In early May, Kinmen celebrated the return of the City God to Kinmen. Confetti and spinning sedan chairs filled the narrow streets of Jincheng. Children dressed in elaborate costumes rode decorated carts through the streets while their parents beat drums and played trumpets. It's an event unique to Kinmen, but it was a parade similar to many around the world. Many cultures seem to share a love of processions and parades, and Taiwan and the U.S. are no different. Here is a rundown of a few influential parades that happen in America every year.
The Macy's Thanksgiving Day Parade
On Thanksgiving Day, while families are frantically preparing a huge meal and welcoming their families, the Macy's Thanksgiving Day Parade marches through New York City. As part of the tradition of New York, this parade is most famous for giant balloon floats, usually in the shapes of cartoon characters, making their way down the wide skyscraper corridors of the city.
The Rose Parade
The Rose Parade, in Pasadena, California, is held on New Year's Day. It serves as an introduction to the Rose Bowl, a huge American football game. The winter weather in California is very mild, so the parade floats are all covered in flowers, especially roses. Another feature is the teams of trained horses from all over the U.S., which are ridden with great skill and panache down Colorado Boulevard.

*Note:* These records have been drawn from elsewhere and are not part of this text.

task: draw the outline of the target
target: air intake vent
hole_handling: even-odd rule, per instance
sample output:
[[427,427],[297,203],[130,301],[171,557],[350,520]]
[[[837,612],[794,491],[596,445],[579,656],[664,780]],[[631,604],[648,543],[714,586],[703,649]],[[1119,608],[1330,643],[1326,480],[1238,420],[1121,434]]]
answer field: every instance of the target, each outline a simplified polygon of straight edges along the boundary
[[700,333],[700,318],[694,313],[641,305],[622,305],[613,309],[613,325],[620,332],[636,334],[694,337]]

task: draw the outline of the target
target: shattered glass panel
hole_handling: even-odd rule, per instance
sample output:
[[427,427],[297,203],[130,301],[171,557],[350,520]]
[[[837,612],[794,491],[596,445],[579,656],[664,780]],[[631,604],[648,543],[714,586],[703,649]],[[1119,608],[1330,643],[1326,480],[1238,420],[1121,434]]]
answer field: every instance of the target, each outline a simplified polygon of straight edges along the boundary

Mardi Gras is celebrated in New Orleans, Louisiana. Mardi Gras means "Fat Tuesday" in French and is the celebration that happens right before a six-week period of fasting in accordance to Christian tradition. The parade is part of a city-wide social whirl that includes feasts, masquerades, and endless parties. People wear elaborate costumes and masks. Everything is colored green, yellow, and purple, which are the colors of Mardi Gras. Well-maintained vintage floats are manned by Carnival Krewes, and dancers come from all over the world to participate.
St. Patrick's Day
St. Patrick's Day is celebrated in different towns and cities all over the U.S., only with different scale. St. Patrick's Day celebrates Irish-American culture, with celebrations of all things Irish and all things green (the main color of the holiday). Most major cities have a St. Patrick's Day parade on or around March 17th. The most famous parade happens in Boston. During this holiday, people enjoy the sounds of bagpipes, and watch as fountains (and beer) are dyed a fluorescent green.
Each of these parades happens in a culturally distinct part of the U.S., and each has its own characteristics. Parades--whether in Kinmen or the U.S.--all have the same things in common--music, large gatherings of people, and an event worth celebrating.